The nonprofit sector in particular has rallied around a component of this legislation addressing a planning tool called the Qualified Charitable Distribution (QCD). You’re likely already familiar with the QCD and perhaps your organization even has received these distributions.
As a reminder, a QCD allows a donor who is 70½ or older to make an annual transfer of up to $100,000 from an IRA to a qualifying public charity, such as your organization or an endowment fund at the Winona Community Foundation designed for your organization.
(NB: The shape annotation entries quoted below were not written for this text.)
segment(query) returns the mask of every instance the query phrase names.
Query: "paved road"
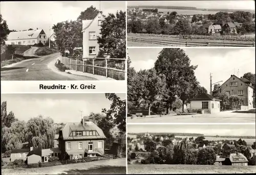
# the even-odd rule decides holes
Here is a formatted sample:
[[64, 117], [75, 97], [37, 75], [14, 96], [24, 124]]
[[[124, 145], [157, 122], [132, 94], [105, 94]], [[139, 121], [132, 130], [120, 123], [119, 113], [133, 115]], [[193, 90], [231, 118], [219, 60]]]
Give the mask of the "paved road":
[[23, 55], [27, 57], [36, 56], [35, 54], [35, 51], [38, 48], [37, 47], [31, 47], [23, 53]]
[[[30, 54], [33, 51], [30, 51]], [[95, 80], [95, 78], [58, 71], [54, 66], [59, 53], [28, 59], [1, 67], [1, 80]]]
[[161, 117], [135, 117], [133, 119], [131, 117], [127, 118], [128, 123], [255, 123], [255, 114], [237, 113], [230, 111], [210, 114], [168, 115]]
[[117, 170], [116, 173], [125, 173], [126, 159], [104, 160], [39, 168], [3, 169], [2, 172], [2, 174], [86, 174], [90, 171], [94, 171], [96, 173], [92, 173], [96, 174], [100, 171], [102, 171], [102, 174], [115, 173], [115, 172], [111, 172], [112, 168], [114, 171], [115, 169]]

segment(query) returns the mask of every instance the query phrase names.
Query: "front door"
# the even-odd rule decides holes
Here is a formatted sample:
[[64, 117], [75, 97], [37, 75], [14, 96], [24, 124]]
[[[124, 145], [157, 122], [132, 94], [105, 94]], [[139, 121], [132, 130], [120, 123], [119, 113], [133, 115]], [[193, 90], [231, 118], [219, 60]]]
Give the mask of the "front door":
[[89, 143], [88, 144], [88, 152], [92, 152], [93, 151], [93, 143]]

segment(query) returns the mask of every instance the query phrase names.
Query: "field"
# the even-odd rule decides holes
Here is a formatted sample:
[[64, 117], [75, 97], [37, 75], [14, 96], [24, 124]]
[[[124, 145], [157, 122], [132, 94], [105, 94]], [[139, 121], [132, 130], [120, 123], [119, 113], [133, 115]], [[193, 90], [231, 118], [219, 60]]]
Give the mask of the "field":
[[201, 165], [128, 165], [128, 173], [255, 173], [255, 166]]
[[125, 159], [111, 159], [87, 163], [35, 168], [3, 169], [2, 174], [125, 174]]
[[[175, 46], [186, 46], [186, 40], [171, 35], [146, 36], [141, 34], [127, 34], [127, 45], [129, 46], [154, 46], [162, 45], [172, 45]], [[237, 36], [237, 37], [242, 37]], [[244, 37], [244, 36], [243, 37]], [[247, 37], [246, 38], [251, 38]], [[138, 39], [136, 39], [138, 38]], [[151, 41], [134, 41], [135, 40], [139, 40], [140, 39], [152, 40]], [[233, 41], [231, 40], [215, 40], [208, 39], [187, 39], [187, 46], [252, 46], [252, 41]], [[202, 42], [202, 43], [199, 43]], [[207, 43], [209, 44], [207, 44]], [[248, 44], [246, 45], [243, 44]], [[231, 45], [230, 45], [231, 44]]]

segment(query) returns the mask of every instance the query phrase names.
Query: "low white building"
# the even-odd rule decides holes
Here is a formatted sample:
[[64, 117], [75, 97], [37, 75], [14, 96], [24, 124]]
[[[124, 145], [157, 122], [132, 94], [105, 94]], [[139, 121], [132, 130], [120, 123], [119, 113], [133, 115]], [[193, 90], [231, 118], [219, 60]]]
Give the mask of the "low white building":
[[45, 44], [48, 38], [42, 29], [12, 32], [5, 41], [6, 44], [34, 45], [41, 42]]

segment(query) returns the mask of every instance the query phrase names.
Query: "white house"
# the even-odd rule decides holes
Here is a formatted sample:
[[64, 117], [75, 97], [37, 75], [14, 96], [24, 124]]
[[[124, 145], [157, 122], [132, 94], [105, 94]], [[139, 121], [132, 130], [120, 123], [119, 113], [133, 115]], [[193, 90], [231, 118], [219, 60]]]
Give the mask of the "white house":
[[208, 93], [202, 93], [195, 98], [190, 99], [190, 108], [192, 112], [198, 110], [203, 110], [204, 113], [216, 113], [220, 112], [220, 99], [215, 99]]
[[95, 58], [99, 51], [97, 37], [100, 36], [104, 18], [101, 13], [92, 20], [82, 20], [83, 58]]
[[6, 44], [34, 45], [41, 42], [45, 44], [47, 37], [42, 29], [12, 32], [8, 35]]

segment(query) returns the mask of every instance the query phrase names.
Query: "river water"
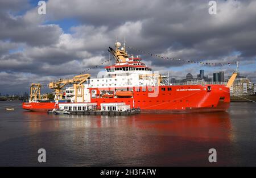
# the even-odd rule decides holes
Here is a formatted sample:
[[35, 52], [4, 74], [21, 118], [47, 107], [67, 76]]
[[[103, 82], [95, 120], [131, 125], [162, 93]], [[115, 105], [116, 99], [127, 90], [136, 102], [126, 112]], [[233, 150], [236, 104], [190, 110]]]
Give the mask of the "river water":
[[[14, 107], [6, 111], [5, 107]], [[39, 148], [46, 163], [38, 161]], [[210, 163], [210, 148], [217, 162]], [[0, 102], [0, 166], [256, 166], [256, 104], [228, 112], [56, 115]]]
The donor does not need to pay income tax on the distribution and, for a donor who must take required minimum distributions (RMDs) from retirement plans, a QCD counts toward that year’s RMD. Under the new law, the annual per-taxpayer $100,000 QCD cap is now slated to be indexed for inflation, which will allow taxpayers to give even more from their IRAs directly to charity.
In addition, with the passage of SECURE 2.0, your donors now have the opportunity to make a once-in-a-lifetime QCD transfer of up to $50,000 to a charitable remainder trust (CRT) or other split-interest gift such as a charitable gift annuity (CGA) to a qualifying public charity. These components of the new law are called the “Legacy IRA” provisions.
Here are three steps to take advantage of the new laws as you plan your 2023 fundraising strategies.
- Although the new law allows a donor to make a QCD to a CRT, that may not always be feasible because typically trustees of CRTs, such as financial institutions, require a minimum of $100,000 to establish a trust. Plus, a donor can’t use a QCD to transfer IRA assets to an existing CRT, according to the Legacy IRA rules. Before you discuss Legacy IRAs with your donors, talk with the team at the Winona Community Foundation to explore the CRT options available to you, especially if you are already working with the community foundation through an agency endowment fund. The Winona Community Foundation can help you with a strategy to secure endowment gifts through CRTs created under the new Legacy IRA technique.
- Consider leveling up your CGA program, starting with talking with the team at the Winona Community Foundation to find out how we can help. While the $50,000 Legacy IRA cap may present challenges for donors who want to use a CRT, the CGA, on the other hand, could be a perfect fit. CGAs typically can be set up at much lower minimums than a CRT. In addition, CGAs are becoming more attractive as interest rates rise and the corresponding payout rates increase. Be aware, though, that CGAs created to receive a QCD contribution are different from other CGAs in a few important respects under the new law. For example, annuity payments are fully taxable, and must be at least 5%. Although the 5% requirement is not an issue at the moment due to the new, higher payout rates, this stipulation could present a challenge in the future. Again, the Winona Community Foundation can help you with a strategy to secure endowment gifts through the new Legacy IRA technique using CGAs.
- Update your marketing materials to include language about the Legacy IRA. You don’t need to go into detail, but it is important that your website, one-pagers, newsletters, and social posts at least mention the possibility that a donor over age 70½ could support your organization and its endowment through a CRT or a CGA created using IRA assets. Reach out to the Winona Community Foundation for help and ideas.